Benchmarks

Aquin Labs · May 2026

How Aquin decides which SAE features are trustworthy, and how you can build and run custom benchmarks against any loaded model without leaving your inspection context.

Part 1: Feature Benchmarks

Most SAE features get used because they have a plausible-sounding label and a clean activation plot. That is not enough. A label can be wrong. A feature can be coherent but causally irrelevant. Before a feature earns a place in a circuit graph or a steering experiment, three properties need to hold independently: the label predicts where it fires, it is monosemantic, and it actually does work in the forward pass.

These conditions are orthogonal. A feature can pass two and fail the third in any combination.
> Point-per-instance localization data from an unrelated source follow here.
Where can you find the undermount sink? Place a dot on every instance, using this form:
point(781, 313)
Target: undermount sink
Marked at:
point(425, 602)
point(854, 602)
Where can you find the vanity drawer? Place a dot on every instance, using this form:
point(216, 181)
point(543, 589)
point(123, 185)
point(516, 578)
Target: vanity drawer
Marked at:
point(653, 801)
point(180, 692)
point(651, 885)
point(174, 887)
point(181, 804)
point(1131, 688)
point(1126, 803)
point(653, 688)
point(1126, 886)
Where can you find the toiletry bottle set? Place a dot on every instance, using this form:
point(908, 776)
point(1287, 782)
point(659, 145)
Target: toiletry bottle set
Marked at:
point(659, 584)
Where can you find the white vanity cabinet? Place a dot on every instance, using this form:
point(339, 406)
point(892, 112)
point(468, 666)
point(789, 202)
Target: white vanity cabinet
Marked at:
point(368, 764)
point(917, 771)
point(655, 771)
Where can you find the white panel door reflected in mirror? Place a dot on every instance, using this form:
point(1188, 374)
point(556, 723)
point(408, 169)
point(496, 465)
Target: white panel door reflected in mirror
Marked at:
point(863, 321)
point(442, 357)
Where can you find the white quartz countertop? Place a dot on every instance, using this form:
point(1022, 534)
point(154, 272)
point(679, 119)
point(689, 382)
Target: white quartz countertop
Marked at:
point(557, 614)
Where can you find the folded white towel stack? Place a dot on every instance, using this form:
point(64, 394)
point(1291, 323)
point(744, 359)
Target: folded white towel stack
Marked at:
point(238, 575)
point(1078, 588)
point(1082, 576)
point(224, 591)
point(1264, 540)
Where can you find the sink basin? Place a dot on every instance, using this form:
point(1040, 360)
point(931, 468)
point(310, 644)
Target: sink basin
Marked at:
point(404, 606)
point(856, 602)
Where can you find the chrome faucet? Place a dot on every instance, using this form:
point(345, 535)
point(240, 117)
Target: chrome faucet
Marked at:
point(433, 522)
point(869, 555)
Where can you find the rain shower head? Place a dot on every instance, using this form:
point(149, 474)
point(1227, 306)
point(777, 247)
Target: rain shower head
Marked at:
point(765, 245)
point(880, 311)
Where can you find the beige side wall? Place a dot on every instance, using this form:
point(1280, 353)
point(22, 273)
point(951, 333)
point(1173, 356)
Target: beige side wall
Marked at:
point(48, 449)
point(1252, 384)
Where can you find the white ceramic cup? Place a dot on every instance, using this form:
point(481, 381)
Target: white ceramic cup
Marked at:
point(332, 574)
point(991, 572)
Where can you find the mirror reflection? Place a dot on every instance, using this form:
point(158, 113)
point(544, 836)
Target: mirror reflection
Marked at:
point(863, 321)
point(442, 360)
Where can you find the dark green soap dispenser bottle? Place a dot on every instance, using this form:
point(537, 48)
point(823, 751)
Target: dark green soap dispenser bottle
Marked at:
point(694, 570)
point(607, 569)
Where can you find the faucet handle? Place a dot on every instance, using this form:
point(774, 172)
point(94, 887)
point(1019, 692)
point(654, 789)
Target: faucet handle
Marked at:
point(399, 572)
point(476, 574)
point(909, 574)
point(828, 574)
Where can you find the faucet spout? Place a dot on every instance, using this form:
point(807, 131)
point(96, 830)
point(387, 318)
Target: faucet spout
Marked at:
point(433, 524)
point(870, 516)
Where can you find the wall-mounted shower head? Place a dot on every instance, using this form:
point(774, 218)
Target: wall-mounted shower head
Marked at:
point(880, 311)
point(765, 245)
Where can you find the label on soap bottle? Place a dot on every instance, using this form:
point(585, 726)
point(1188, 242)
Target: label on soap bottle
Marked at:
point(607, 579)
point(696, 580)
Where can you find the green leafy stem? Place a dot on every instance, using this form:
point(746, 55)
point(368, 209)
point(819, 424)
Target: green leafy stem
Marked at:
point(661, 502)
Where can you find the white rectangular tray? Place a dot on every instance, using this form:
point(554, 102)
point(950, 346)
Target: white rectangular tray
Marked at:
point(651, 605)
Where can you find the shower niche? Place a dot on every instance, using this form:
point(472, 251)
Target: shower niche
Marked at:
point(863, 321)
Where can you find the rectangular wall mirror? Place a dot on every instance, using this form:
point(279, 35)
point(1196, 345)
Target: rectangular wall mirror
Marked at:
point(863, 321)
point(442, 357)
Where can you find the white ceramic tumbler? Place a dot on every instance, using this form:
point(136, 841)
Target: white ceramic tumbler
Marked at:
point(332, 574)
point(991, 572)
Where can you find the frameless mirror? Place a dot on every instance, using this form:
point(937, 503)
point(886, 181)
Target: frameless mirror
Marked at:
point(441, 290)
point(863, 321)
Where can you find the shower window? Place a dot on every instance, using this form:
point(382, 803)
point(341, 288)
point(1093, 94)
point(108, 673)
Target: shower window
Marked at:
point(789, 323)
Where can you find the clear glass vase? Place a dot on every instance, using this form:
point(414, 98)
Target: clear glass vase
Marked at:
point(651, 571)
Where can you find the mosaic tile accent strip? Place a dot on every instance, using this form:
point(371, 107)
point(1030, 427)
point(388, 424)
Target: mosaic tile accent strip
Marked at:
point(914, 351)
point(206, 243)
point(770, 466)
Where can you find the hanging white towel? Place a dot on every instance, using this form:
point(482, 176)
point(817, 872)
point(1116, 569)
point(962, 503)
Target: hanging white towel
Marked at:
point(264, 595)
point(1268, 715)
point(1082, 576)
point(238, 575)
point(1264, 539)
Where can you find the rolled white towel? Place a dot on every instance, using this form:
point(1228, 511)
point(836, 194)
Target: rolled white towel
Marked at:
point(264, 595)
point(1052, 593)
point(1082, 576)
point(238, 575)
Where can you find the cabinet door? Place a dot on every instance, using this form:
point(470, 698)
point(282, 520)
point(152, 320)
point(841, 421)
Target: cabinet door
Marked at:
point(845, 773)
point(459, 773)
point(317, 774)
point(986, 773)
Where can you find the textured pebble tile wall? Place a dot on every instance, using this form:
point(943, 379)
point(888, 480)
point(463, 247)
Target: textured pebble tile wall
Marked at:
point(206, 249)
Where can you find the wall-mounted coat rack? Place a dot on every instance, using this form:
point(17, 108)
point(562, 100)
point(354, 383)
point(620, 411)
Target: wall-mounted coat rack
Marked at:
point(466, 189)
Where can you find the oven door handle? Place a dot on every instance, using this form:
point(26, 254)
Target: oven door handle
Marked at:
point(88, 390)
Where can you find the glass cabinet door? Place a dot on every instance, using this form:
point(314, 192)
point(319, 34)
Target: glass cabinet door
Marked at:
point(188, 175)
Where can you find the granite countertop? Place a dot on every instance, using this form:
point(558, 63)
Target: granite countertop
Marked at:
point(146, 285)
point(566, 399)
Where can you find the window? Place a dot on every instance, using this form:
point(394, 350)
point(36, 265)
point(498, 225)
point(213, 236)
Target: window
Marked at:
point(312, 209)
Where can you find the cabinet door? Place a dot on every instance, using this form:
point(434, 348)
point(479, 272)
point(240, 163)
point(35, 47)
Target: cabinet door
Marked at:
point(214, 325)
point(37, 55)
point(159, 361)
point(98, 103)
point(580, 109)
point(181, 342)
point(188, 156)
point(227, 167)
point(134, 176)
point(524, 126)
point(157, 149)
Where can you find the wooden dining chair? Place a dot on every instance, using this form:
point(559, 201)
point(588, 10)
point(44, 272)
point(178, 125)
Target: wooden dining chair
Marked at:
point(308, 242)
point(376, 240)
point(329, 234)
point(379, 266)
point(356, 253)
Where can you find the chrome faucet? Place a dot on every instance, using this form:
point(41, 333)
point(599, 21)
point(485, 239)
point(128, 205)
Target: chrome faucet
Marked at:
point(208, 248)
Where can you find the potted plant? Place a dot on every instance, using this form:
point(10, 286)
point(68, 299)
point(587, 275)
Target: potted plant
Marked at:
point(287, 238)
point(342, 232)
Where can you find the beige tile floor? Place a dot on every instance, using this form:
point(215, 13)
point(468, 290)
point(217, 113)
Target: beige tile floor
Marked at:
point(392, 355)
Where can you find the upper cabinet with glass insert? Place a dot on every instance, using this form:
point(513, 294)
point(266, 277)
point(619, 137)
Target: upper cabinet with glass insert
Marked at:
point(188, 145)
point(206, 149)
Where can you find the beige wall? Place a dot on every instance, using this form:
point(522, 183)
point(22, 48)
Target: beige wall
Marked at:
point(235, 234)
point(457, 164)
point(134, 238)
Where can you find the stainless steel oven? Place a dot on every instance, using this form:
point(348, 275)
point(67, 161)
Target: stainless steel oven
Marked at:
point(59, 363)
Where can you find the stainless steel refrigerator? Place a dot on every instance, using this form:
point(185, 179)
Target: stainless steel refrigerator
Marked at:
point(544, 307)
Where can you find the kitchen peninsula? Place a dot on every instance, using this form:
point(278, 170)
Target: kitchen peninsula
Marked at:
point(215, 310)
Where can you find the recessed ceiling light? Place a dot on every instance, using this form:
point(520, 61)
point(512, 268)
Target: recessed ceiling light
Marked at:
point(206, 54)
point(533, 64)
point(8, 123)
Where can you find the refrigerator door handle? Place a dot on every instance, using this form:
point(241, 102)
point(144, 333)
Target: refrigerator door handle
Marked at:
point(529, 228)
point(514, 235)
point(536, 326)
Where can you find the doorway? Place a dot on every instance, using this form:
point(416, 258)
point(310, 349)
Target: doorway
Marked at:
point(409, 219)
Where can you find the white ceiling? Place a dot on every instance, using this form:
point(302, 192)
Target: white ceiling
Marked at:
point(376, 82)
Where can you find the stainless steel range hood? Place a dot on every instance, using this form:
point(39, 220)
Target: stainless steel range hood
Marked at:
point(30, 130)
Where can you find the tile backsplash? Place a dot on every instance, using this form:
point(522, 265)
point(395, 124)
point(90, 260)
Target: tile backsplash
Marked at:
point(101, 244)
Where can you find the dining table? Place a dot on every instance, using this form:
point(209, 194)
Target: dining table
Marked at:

Aquin scores all three separately and surfaces them as a diagnostic triple. The combination tells you what to do next: relabel, filter, or trust.

InterpScore

The question InterpScore answers: does this feature's label predict when it fires? Two sentence sets are built per feature, one where the label implies the feature should activate and one where it should not. Both pass through the model, maximum activation at layer 8 is extracted per sentence, and Cohen's d is computed between the two distributions. The result clips to [0, 1].

A score near 1 means the label and the feature agree. A score near 0 means they have drifted, so treat the auto-generated label as a guess. Each feature uses 10 positive and 10 negative sentences, 20 separate forward passes through the full model and SAE.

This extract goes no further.